The treatment depends on the clinical symptoms.

  • As a rule, accompanying balance training is essential, since it strengthens the equilibrium system in general, supports the necessary healing processes and promotes any compensation that may be needed.
  • Antibiotics may be used in case of inflammation. Medications to promote circulation or cortisone may be indicated as well. Medications against dizziness known as antivertiginous drugs can help in case of severe vertigo.
  • Doctors usually treat benign positional vertigo successfully with targeted exercises or select positioning manoeuvres.
  • Tumours or vascular problems may require an operation.

The kybun principle of operation – being proactive

Older people with balance problems often walk much more confidently in the kybun shoe than in normal shoes that support the foot. This seems surprising at first, since orthopaedists or shoe specialists usually recommend sturdy shoes for people with equilibrium disturbances.


In the kybun shoe/on the kybun mat, you can move your feet freely. This means all the joints in the foot are used, the foot can adapt to the ground and react to unevenness with compensating movements.

Through the soft kybun shoe sole/kybun mat, you can also feel the ground (e.g. individual cobblestones). This stimulates foot sensitivity, the wearer becomes more confident while walking and the risk of falling is reduced.

Muscle training in the kybun shoe (deep sensorimotor musculature) strengthens and straightens the entire body. Dizziness is reduced and you feel more confident while walking again.

Initial reactions

Specific initial reactions with existing dizziness:

Dizziness may increase somewhat at first since the body is not yet accustomed to the soft, elastic kybun shoe sole. Try to keep your gaze forward and keep walking short distances in the kybun shoe. The body will get used to the increased movement in the kybun shoe after just a few hours and dizziness will be alleviated.

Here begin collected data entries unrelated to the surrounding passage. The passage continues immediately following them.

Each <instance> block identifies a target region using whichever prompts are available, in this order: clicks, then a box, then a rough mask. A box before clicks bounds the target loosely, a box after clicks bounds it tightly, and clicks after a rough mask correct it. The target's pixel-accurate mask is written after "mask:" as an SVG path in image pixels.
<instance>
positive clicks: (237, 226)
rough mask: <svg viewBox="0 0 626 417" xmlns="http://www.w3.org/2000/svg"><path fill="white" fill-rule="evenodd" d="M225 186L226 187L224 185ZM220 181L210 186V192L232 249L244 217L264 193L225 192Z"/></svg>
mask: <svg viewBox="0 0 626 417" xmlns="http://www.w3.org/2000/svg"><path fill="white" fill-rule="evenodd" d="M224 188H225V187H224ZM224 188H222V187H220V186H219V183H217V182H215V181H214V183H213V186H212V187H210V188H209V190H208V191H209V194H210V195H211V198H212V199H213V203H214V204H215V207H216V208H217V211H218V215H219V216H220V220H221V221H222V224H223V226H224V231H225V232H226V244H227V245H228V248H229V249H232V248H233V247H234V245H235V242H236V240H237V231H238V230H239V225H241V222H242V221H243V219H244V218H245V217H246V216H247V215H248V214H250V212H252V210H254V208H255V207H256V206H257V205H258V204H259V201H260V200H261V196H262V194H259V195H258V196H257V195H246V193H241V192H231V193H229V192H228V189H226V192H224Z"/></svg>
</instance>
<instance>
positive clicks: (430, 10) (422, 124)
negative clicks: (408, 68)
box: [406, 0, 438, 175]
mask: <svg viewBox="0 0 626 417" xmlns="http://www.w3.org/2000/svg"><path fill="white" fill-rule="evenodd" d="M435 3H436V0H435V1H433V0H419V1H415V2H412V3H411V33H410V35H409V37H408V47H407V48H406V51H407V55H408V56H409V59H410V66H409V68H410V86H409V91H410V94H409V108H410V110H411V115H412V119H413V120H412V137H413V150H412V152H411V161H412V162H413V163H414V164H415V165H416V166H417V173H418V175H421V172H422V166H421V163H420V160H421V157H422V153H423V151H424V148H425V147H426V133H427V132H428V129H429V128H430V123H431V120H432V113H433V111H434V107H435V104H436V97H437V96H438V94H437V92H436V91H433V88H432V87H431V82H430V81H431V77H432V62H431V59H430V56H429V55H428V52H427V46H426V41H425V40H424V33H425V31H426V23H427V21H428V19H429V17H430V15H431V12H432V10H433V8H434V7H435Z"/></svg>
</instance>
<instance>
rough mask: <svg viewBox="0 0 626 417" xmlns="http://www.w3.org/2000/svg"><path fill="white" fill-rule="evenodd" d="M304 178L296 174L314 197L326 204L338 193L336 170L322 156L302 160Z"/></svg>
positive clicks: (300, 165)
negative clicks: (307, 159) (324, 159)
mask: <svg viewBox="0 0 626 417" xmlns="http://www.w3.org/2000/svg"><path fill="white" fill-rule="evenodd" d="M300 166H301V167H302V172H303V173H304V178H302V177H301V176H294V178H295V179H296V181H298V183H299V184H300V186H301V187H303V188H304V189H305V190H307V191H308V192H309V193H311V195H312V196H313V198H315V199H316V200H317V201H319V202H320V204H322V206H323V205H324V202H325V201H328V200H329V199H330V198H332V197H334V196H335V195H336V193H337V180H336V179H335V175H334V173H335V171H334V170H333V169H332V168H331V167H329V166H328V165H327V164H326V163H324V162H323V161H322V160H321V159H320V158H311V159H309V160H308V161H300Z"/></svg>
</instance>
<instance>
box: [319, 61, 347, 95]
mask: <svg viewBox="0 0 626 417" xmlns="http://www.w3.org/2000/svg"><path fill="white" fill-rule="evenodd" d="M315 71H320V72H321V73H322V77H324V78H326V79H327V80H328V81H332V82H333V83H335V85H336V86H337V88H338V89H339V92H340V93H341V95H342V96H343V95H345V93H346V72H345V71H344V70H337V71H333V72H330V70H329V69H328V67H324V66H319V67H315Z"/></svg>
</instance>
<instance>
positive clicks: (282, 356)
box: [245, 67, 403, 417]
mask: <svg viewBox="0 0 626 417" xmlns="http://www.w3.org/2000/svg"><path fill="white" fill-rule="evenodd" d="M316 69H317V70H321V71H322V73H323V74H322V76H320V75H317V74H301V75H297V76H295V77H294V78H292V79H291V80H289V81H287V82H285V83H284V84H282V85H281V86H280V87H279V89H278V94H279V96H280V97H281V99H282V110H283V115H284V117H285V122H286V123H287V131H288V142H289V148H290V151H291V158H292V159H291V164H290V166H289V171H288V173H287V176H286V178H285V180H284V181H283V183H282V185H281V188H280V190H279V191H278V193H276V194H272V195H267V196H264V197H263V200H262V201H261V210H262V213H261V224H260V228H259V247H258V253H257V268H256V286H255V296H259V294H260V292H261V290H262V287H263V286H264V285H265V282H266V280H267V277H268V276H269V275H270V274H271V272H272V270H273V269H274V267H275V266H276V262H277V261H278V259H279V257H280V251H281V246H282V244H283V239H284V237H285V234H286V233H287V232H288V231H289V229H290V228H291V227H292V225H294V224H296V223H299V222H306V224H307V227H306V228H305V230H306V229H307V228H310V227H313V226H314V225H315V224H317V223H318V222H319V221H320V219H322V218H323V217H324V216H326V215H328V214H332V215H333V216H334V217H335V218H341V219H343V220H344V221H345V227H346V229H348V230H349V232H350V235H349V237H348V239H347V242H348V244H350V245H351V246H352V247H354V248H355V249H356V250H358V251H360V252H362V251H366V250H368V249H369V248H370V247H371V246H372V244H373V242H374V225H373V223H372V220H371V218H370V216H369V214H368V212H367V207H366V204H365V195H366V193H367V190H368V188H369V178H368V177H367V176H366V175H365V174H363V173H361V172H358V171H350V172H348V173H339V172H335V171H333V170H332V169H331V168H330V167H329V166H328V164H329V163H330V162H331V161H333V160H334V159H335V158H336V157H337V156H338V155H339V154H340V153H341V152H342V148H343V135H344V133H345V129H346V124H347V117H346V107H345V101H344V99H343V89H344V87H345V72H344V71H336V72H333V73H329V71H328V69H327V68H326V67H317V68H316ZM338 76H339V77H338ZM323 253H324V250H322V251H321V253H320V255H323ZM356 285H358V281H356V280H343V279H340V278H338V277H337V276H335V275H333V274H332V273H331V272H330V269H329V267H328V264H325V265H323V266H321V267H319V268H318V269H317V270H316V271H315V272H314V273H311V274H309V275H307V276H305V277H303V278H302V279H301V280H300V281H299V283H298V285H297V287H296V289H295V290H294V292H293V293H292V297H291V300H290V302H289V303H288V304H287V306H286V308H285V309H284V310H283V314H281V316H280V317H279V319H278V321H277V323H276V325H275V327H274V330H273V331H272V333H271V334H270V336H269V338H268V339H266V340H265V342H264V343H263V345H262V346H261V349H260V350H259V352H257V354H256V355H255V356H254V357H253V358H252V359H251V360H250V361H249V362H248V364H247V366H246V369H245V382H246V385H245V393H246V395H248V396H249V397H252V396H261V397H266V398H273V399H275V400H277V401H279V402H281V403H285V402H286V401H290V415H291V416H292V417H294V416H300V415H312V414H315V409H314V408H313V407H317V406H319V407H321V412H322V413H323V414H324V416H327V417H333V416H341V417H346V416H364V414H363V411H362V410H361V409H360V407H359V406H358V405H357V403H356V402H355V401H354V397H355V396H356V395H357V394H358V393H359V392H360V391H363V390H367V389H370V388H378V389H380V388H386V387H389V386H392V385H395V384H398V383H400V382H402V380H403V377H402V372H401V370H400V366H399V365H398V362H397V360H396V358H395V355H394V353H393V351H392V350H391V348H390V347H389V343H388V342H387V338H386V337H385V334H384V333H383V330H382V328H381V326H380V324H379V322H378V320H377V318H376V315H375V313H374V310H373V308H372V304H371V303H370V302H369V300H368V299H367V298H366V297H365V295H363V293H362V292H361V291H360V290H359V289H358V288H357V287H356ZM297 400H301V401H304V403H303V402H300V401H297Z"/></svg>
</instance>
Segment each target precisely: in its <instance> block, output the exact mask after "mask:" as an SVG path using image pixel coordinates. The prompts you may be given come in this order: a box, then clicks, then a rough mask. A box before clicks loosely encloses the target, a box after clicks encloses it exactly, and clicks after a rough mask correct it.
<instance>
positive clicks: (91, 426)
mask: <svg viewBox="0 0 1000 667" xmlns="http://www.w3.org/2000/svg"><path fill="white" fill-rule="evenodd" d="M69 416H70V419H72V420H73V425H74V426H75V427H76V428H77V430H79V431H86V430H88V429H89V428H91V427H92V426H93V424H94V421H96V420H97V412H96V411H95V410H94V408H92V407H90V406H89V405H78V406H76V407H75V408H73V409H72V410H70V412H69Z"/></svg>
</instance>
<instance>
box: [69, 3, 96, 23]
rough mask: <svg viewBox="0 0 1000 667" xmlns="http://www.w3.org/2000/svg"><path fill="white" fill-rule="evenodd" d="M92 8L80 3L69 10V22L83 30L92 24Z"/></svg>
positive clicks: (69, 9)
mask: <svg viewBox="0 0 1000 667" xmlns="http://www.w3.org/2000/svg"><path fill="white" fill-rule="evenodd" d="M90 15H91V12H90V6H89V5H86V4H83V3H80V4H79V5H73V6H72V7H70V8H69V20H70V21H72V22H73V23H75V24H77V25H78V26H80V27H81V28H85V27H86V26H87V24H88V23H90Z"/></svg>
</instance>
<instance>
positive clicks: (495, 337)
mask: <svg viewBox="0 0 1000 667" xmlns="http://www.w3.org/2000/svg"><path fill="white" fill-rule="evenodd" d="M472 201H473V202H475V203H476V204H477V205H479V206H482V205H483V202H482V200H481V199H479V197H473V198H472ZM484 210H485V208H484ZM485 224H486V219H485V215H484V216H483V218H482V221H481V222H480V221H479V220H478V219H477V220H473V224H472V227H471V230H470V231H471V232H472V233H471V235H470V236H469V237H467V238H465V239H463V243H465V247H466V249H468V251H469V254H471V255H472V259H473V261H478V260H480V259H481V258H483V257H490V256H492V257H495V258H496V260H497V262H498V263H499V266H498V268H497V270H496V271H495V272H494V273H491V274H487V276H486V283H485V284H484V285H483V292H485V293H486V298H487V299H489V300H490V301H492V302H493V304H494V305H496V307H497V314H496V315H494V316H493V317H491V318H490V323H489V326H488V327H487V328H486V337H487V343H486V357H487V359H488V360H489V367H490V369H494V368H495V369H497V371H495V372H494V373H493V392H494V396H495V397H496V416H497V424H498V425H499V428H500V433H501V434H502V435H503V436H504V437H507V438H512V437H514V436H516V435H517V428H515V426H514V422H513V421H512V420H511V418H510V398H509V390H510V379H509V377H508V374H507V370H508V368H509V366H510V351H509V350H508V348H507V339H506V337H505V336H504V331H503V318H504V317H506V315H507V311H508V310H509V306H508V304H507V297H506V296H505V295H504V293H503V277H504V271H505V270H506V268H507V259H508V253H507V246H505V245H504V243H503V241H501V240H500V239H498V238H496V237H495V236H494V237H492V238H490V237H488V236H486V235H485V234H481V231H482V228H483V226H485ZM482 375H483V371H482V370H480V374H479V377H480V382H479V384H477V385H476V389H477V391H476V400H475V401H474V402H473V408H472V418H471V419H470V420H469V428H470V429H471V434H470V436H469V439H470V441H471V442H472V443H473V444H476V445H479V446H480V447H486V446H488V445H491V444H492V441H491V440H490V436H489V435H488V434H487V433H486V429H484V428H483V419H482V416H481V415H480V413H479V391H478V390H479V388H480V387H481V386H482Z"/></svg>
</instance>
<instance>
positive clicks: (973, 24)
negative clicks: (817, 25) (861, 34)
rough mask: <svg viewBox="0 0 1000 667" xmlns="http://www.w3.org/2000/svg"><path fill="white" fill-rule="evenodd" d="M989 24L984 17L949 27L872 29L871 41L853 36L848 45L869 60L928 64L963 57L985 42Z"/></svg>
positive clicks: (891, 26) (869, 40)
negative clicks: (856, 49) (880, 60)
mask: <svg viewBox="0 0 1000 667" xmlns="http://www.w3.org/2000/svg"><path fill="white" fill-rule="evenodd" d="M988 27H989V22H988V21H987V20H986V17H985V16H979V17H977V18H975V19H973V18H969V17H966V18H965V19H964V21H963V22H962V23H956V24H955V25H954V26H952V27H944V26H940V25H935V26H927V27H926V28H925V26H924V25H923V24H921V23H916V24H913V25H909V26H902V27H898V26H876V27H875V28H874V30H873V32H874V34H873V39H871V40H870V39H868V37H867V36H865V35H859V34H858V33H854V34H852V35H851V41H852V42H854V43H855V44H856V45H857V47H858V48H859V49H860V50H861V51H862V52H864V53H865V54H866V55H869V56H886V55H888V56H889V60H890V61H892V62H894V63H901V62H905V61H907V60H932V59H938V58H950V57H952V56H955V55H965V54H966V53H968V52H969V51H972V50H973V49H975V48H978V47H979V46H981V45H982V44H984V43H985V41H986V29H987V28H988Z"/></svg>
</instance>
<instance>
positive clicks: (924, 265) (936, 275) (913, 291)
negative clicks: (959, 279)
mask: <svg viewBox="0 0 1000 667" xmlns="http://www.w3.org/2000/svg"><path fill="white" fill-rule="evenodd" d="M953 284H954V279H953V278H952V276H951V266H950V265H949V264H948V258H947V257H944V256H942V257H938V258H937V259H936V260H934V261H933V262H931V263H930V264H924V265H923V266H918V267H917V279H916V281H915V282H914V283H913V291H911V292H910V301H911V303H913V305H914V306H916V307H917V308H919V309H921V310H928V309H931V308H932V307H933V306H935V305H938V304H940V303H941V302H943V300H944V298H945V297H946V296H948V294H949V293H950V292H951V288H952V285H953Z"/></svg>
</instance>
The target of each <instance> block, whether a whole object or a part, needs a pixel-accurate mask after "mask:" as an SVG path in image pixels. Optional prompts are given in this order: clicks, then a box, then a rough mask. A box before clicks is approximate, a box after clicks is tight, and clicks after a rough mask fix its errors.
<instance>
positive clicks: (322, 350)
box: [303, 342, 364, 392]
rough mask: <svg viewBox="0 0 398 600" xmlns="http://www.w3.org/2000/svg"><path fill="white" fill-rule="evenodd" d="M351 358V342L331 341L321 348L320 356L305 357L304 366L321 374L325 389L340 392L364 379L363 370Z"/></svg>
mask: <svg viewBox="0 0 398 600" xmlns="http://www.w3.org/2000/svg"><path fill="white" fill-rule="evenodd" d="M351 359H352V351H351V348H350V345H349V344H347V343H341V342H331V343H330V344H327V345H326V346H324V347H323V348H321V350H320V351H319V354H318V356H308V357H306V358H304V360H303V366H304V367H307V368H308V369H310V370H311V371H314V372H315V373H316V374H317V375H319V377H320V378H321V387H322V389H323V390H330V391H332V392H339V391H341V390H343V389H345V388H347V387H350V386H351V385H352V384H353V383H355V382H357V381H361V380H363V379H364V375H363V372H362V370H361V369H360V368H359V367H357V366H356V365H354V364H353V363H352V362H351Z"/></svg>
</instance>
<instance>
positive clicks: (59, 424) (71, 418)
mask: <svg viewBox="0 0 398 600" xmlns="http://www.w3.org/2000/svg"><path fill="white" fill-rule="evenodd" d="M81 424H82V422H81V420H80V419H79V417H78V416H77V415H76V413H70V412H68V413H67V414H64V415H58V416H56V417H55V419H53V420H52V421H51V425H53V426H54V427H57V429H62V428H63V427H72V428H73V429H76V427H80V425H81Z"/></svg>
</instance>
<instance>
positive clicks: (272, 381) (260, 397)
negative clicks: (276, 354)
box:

Click here for the general initial reactions experienced by kybun mat and kybun shoe beginners: Initial reactions

kybun exercises

For information about the special kybun shoe exercises or the basic kybun mat exercises, please click here: kybun exercises

Application tips

  • Be sure to maintain an upright body posture.
  • Keep your gaze forward and do not look at the floor.
  • Do not make your steps too long.
  • Make sure your shoulders are relaxed (do not draw them up) and avoid tensing up your feet (do not clench your toes).
  • Breathe evenly (many people automatically hold their breath while walking in the kybun shoe because they feel uncertain).
  • Take a short kybun break if dizziness gets worse or you no longer feel well.
  • The kybun exercises help you to avoid cramping up and assist you with variable balance training.
  • Individually adapt the intensity of the kybun training. Try to train in the kybun shoe/on the kybun mat as long and as often as possible. You should, however, always feel well while doing so.
  • Try various kybun shoe models. Some models with a higher cut provide more stability. In case of dizziness, we also recommend a kybun shoe model with a lower rebound effect. It is a bit wider in the midfoot area, therefore making you feel more stable while walking (ask for advice in a specialised kybun shop).
  • If you still feel too unsafe walking in the kybun shoe, we advise using the kybun mat. The kybun mat is available in three different thicknesses. This allows you to choose the thickness that is most comfortable for you (the thicker, the less stable, and the more intensive the training).
    You can also hold on to a fixed object if you need additional support when using the kybun mat.